I give high marks to our server who was very prompt in taking our order and bringing it out and he even offered to refill our water glasses though not our soda which I find a bit disconcerting as at $1.95 a glass it's always nice to get at least one refill on something that you know the restaurant is making money off of hand-over-fist. Again, just my humble opinion but an important one!

In spite of the lack of soda refills though, the Wong Family is obviously doing something right serving over 20,000 people a week more than 1,000 Pu Pu Platters, 2,500 orders of fried rice and 750 orders of chicken fingers - not to mention everything else!  The popular North Shore restaurant was voted "New England's Best” Chinese restaurant by WHDH-TV and also achieved the status of "gourmet greatness" by the Phantom Gourmet. In November of 2001, William and Madeline Wong were inducted into the Hospitality Hall of Fame by the Massachusetts Restaurant Association and now the third generation of the family continues to strive to make Kowloon one of the premiere multi-concept dining establishments in the United States.

Exterior Shot at Night

Should you find yourself north of Boston and want to visit one of the country's largest Tiki restaurants yourself, Kowloon is located at 978 Broadway (Route One North) in Saugus and is open seven days a week from 11:30 a.m. to 2:00 a.m. They accept cash, Visa, Mastercard, Discover, and American Express but don't take checks so plan accordingly.  If you want to keep on top of things, you can also follow them on Facebook and Twitter - something else I bet the first generation Wongs never thought of when they opened the Mandarin House all those years ago!

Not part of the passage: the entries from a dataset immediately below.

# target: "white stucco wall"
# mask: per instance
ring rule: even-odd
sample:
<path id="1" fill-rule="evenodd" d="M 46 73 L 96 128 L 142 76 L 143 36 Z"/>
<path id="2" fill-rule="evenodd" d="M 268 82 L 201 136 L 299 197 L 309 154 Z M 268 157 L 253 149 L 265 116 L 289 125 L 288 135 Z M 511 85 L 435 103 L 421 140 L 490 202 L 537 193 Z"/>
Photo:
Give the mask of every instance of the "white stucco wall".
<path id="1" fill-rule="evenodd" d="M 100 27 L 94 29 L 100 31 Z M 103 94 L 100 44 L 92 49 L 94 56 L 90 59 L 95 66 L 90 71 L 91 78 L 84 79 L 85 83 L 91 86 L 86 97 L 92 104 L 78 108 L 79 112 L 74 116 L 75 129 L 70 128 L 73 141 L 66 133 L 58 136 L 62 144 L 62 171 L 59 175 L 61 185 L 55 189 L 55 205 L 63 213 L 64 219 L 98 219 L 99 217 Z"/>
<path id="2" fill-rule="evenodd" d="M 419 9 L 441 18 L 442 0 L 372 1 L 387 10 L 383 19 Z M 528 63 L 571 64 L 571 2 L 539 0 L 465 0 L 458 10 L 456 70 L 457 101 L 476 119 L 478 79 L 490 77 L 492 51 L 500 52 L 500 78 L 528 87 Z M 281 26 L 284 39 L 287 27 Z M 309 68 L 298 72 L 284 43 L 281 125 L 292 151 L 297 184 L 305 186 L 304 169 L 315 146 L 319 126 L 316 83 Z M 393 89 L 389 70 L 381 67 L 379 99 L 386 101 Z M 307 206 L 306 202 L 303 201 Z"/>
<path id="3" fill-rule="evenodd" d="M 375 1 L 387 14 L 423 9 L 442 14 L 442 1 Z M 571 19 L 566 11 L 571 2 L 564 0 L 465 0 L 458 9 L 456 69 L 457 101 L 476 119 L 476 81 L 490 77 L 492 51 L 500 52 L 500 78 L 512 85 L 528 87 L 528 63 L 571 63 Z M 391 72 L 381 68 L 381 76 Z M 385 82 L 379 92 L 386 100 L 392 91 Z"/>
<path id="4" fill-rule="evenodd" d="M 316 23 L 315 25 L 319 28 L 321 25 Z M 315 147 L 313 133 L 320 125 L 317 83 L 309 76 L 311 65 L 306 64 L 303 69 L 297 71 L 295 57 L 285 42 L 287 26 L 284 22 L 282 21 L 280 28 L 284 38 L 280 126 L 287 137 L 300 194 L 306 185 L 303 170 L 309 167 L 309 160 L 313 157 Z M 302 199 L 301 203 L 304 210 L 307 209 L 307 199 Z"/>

As for me, should I ever stop in at Kowloon again - which is a good possibility as I seem to like that part of the country  - I think I'd like to skip the fried appetizers and be a bit more adventurous and perhaps try something different - not to mention have someone else do the driving so I can order a drink and take home the mug! After all, man does not live on Chicken Fingers alone!